Eight middle schools from around San Diego County participated in the Junior Solar Sprint event with hundreds of attendees including parents, teachers, volunteers, judges and dignitaries watched more than 85 student cars race. Certificates were provided to all participating students from California Assembly Speaker Toni Atkins.
“The Junior Solar Sprint is a symbol of new learning opportunities for students in San Diego and gears them toward science, math, engineering and technical design skills,” said Daniel Sullivan, founder and president of Sullivan Solar Power, “These fields are exciting and highly rewarding, particularly when applied to renewable energy sources, and we hope that the program will expand the next generation’s passion for renewable energy.”
The Junior Solar Sprint was hosted by the San Diego Electrical Training Center, and engages local sixth, seventh and eighth-grade science students to use scientific knowledge to create and race solar powered model cars. All students were supplied with one standard solar cell and motor. The students are to come up with their own unique design aspects to compete.
“I have seen Junior Solar Sprint change kids’ lives. They learn to work together on something they have never done,” said Elaine Gillum, eighth grade science teacher at Thurgood Marshall Middle School, “Some of the students that struggle with the book part of school, are amazing when it comes to building things.
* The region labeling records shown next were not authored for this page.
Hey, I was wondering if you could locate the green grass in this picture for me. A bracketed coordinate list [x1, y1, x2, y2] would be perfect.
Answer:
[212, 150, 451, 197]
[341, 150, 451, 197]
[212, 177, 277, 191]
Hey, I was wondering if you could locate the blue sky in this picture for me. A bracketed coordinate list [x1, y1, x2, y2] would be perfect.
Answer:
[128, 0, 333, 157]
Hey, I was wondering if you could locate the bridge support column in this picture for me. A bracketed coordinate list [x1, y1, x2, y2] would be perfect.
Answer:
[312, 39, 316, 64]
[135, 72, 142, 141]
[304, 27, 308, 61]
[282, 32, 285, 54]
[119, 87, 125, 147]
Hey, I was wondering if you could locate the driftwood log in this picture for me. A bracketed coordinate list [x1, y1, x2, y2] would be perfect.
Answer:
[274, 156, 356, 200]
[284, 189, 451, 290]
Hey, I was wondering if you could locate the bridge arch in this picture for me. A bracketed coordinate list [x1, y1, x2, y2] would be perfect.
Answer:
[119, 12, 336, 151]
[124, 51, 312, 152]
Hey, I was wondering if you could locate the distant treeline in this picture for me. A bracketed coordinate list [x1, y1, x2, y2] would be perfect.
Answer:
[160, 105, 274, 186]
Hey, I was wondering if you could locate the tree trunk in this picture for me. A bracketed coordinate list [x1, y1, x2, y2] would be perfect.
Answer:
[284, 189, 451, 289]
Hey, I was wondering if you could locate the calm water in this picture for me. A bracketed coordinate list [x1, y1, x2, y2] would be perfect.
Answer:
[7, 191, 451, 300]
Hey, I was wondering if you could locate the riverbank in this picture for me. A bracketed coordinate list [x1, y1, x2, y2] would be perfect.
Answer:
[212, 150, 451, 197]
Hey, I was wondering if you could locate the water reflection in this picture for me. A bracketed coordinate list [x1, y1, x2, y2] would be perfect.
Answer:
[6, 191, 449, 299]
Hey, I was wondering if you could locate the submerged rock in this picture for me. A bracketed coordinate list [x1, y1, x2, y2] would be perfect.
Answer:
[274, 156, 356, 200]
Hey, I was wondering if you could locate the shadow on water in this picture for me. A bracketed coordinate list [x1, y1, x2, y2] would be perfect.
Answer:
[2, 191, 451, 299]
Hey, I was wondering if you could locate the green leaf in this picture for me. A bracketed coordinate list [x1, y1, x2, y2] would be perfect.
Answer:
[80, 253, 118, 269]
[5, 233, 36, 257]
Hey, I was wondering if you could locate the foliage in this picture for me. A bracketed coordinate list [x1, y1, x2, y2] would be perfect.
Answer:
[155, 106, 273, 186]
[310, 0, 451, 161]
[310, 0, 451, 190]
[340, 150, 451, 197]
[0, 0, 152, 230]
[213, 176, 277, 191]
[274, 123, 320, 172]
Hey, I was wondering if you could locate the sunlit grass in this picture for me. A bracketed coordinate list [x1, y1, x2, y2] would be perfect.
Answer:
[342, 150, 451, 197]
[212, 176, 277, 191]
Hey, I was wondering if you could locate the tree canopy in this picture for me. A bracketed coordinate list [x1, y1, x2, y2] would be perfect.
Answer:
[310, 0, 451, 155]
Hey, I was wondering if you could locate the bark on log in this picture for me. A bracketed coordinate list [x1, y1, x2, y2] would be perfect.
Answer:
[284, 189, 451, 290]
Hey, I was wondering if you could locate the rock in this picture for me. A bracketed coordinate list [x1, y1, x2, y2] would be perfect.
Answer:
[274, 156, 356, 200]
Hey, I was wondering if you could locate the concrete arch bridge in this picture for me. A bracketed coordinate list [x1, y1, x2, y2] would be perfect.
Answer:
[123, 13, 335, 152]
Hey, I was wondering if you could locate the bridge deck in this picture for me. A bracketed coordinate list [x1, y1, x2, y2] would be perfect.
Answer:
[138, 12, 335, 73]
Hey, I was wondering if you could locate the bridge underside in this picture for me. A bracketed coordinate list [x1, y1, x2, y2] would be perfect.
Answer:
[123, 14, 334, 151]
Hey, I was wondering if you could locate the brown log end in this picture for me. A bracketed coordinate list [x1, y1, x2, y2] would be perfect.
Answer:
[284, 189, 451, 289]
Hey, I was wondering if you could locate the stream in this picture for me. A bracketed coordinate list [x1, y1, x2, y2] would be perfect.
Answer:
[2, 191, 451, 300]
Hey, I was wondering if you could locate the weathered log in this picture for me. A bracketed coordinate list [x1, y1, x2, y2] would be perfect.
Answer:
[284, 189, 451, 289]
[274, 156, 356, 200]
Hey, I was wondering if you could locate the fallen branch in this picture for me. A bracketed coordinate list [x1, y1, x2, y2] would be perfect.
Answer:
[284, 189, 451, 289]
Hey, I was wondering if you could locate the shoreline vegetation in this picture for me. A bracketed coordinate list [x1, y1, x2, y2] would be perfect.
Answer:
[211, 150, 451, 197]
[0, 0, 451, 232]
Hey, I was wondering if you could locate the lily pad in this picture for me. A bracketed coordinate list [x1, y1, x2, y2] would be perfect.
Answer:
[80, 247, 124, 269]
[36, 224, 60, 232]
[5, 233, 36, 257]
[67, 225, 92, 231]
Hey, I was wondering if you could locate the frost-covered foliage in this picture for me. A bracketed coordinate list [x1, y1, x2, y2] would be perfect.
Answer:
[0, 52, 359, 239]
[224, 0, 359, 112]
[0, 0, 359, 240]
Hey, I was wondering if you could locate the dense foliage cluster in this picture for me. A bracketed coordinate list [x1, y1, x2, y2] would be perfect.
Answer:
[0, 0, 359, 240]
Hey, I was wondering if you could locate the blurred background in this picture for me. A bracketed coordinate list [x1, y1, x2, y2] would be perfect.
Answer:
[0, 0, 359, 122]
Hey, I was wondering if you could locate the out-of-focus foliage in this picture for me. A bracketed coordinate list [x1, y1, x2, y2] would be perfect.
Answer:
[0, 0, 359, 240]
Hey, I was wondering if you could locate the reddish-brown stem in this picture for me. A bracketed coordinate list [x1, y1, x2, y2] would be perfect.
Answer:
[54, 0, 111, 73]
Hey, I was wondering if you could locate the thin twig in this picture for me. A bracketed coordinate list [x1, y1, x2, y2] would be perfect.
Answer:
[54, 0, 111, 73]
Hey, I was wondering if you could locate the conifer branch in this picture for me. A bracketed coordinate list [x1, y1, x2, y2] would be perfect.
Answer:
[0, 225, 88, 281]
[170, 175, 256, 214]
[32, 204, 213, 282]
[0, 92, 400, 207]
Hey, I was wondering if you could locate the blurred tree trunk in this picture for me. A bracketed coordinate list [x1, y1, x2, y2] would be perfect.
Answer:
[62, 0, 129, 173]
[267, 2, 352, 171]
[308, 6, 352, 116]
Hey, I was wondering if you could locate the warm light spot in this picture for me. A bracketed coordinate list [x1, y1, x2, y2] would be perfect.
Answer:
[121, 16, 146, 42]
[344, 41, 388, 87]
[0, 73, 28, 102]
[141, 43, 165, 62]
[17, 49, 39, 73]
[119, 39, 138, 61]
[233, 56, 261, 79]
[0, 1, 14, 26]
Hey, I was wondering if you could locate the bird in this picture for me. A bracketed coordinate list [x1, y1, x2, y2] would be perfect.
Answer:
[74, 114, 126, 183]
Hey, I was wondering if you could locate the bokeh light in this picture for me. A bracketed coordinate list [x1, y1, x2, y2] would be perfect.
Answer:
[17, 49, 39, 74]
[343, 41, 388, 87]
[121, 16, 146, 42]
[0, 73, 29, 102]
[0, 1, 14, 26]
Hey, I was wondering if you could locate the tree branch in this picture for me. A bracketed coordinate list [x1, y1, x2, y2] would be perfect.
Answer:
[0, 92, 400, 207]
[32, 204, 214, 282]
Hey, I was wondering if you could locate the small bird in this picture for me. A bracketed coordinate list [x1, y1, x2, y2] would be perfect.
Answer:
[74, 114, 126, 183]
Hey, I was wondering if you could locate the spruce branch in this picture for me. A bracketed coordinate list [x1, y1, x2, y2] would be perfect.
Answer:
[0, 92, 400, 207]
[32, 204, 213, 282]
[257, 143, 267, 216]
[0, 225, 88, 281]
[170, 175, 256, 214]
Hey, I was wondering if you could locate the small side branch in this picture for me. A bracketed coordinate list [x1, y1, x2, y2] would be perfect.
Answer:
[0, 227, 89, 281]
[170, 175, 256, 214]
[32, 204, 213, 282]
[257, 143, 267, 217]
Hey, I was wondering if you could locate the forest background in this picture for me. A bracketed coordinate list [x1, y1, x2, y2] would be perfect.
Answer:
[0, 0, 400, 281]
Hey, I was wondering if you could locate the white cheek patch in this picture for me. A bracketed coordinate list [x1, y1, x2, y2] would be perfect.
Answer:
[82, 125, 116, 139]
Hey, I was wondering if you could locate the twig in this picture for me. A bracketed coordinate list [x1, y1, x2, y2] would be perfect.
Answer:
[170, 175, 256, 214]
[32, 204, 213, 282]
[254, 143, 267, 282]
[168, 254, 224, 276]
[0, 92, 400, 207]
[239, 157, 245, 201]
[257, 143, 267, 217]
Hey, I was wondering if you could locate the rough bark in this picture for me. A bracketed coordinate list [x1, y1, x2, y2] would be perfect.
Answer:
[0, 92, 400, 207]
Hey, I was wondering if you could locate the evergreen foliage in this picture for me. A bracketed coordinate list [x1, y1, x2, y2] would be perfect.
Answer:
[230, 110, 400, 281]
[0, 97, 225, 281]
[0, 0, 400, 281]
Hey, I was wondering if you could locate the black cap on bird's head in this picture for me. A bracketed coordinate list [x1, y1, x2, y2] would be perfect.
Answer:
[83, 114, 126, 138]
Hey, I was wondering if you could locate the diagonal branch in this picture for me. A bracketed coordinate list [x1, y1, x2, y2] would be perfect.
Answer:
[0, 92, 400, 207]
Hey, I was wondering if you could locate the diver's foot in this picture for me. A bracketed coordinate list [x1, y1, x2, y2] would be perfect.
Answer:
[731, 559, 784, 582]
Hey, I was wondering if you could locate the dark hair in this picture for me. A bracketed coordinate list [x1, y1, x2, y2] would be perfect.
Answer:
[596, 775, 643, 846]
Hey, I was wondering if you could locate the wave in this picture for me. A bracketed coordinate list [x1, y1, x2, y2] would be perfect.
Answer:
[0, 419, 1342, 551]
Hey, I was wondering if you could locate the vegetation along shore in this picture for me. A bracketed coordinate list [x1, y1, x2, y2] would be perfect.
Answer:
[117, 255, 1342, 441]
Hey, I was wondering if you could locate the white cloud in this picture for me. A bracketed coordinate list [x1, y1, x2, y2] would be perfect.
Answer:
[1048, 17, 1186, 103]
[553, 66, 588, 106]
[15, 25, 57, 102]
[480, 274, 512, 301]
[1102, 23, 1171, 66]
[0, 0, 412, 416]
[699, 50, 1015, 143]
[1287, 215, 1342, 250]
They become the kid that others turn to for guidance and leadership.”
The Junior Solar Sprint is the culminating race track event, where students compete for award in five judging categories: craftsmanship; innovation; power train; solar collection; and wheel and guidance systems. First, second and third place medals were provided to the overall race champions.
“Encouraging our kids to pursue their interest in these sectors through hands-on projects like the Junior Solar Sprint will not only prepare them for the jobs of the future, but will help keep America globally competitive,” said Congressman Scott Peters, “Events like this help spark a lifelong interest in our students to improve the world around them through innovation.”